Et puis ce récit est magnifiquement servie par trois comédiens étonnants. La jeune Claude Vinasithamby est très fine. Dans le rôle de Dheepan, Antonythasan Jesusthasan apporte une force brute tout comme une douleur rentrée. On sait qu’il fut un enfant-soldat, enrôlé à seize ans dans les Tigres tamouls. Installé depuis une petite dizaine d’années en France, il poursuit, sous le nom de Shobasakthi une importante carrière d’écrivain. La révélation du film, c’est Kalieaswari Srinivasan. Agée de 30 ans, venue du théâtre, elle a tourné, ici, son premier film. De la peur à l’apaisement en passant par le désir, elle compose, avec grâce, cette Yalini qui avance vers un épanouissement lumineux.
Présent en compétition au Festival de Cannes, Dheepan a passablement surpris en décrochant la Palme d’or offerte par le jury des frères Coen.
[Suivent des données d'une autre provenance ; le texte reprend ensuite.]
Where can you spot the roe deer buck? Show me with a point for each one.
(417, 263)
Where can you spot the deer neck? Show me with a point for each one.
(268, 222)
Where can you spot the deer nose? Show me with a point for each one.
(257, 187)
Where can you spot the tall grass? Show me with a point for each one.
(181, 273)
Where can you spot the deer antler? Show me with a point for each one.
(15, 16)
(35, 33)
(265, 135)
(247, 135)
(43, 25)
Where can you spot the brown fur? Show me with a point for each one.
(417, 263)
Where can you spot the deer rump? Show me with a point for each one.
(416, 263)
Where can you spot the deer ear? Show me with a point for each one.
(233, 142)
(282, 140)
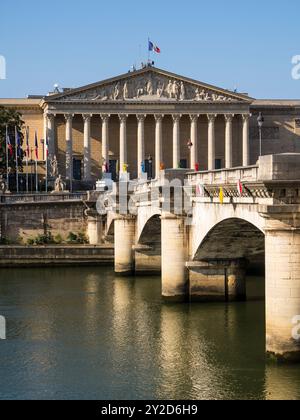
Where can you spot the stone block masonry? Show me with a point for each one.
(20, 222)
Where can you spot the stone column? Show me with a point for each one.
(94, 228)
(218, 280)
(158, 143)
(211, 142)
(69, 146)
(123, 141)
(246, 147)
(141, 143)
(228, 141)
(176, 140)
(283, 284)
(49, 133)
(87, 147)
(105, 138)
(124, 242)
(194, 141)
(175, 285)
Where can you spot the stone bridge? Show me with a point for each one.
(202, 231)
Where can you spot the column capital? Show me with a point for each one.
(158, 117)
(141, 117)
(49, 116)
(69, 117)
(211, 117)
(194, 117)
(229, 117)
(245, 117)
(87, 117)
(123, 117)
(105, 117)
(176, 117)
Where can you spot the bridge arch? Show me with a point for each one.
(231, 238)
(210, 219)
(148, 248)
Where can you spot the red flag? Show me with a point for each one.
(36, 146)
(240, 188)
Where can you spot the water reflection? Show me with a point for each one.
(89, 334)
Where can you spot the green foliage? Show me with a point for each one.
(58, 239)
(72, 238)
(11, 119)
(79, 238)
(4, 241)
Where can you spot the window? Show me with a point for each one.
(113, 169)
(77, 169)
(183, 163)
(218, 164)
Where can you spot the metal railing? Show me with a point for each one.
(225, 176)
(41, 198)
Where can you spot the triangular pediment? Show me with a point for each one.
(149, 85)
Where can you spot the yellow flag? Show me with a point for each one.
(221, 196)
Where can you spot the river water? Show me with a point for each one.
(83, 333)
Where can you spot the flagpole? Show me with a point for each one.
(46, 165)
(36, 166)
(7, 162)
(17, 165)
(27, 157)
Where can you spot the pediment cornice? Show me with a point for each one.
(150, 85)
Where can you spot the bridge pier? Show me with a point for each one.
(124, 241)
(147, 259)
(175, 283)
(95, 229)
(283, 283)
(218, 280)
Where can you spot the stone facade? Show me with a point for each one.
(117, 121)
(20, 222)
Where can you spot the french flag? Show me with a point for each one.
(27, 143)
(153, 47)
(9, 145)
(36, 146)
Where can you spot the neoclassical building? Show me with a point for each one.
(155, 116)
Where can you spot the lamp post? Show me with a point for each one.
(260, 122)
(150, 162)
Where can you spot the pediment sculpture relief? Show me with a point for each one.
(152, 87)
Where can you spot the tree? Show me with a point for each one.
(11, 119)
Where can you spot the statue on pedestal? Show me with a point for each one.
(59, 185)
(3, 185)
(54, 167)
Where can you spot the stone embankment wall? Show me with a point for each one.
(23, 221)
(25, 256)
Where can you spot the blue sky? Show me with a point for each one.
(248, 45)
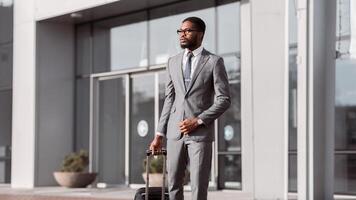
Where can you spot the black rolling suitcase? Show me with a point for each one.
(154, 193)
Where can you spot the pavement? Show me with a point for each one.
(115, 193)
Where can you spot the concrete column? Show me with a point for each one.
(43, 97)
(316, 93)
(24, 96)
(247, 149)
(269, 50)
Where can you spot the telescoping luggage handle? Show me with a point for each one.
(150, 153)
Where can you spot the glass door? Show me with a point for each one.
(108, 132)
(142, 118)
(125, 109)
(229, 130)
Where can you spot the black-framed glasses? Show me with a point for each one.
(185, 31)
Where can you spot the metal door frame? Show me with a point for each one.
(95, 80)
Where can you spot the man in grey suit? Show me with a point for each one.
(197, 93)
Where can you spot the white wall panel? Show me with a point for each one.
(50, 8)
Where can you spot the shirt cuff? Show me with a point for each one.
(160, 134)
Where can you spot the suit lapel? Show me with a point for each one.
(200, 65)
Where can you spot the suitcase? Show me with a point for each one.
(154, 193)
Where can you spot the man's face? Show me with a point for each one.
(189, 37)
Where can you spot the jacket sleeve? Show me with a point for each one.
(167, 105)
(222, 99)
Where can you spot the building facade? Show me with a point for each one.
(91, 75)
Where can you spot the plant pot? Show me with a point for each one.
(74, 179)
(156, 179)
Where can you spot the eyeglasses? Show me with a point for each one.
(185, 31)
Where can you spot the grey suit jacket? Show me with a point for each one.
(207, 96)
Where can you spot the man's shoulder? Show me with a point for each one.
(211, 55)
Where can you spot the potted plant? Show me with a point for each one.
(73, 171)
(155, 171)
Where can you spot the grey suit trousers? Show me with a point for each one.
(180, 154)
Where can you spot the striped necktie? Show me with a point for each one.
(187, 70)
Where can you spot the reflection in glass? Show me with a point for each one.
(345, 174)
(82, 113)
(112, 131)
(142, 112)
(228, 28)
(5, 135)
(292, 110)
(128, 46)
(6, 66)
(230, 122)
(292, 172)
(83, 49)
(230, 171)
(345, 102)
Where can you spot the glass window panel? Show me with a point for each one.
(6, 24)
(164, 41)
(230, 121)
(228, 25)
(345, 174)
(83, 49)
(141, 122)
(5, 135)
(128, 46)
(292, 115)
(343, 18)
(82, 113)
(292, 172)
(229, 171)
(6, 66)
(345, 103)
(5, 117)
(111, 134)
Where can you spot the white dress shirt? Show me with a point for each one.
(195, 60)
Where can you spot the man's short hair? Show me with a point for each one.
(198, 23)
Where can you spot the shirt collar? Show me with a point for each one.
(196, 52)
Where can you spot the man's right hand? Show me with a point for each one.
(156, 144)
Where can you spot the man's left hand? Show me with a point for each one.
(188, 125)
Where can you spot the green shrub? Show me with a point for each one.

Palme de raccroc pour récompenser un Jacques Audiard qui aurait dû avoir la Palme plus tôt et pour d’autres films? On a pu entendre que Dheepan n’était pas un film assez fort pour une Palme. Certes mais combien de Palmes d’or ont disparu dans l’oubli des salles six mois après leur triomphe cannois? On peut faire la liste et ce serait cruel. Ce qui importe, c’est que la Palme braque rapidement le projecteur sur Dheepan. Le film mérite d’être vu et d’être discuté. Le reste…
DHEEPAN Drame (France – 1h54) de Jacques Audiard avec Antonythasan Jesuthasan, Kalieaswari Srinivasan, Claudine Vinasithamby,Vincent Rottiers, Marc Zinga. Dans les salles le 26 août.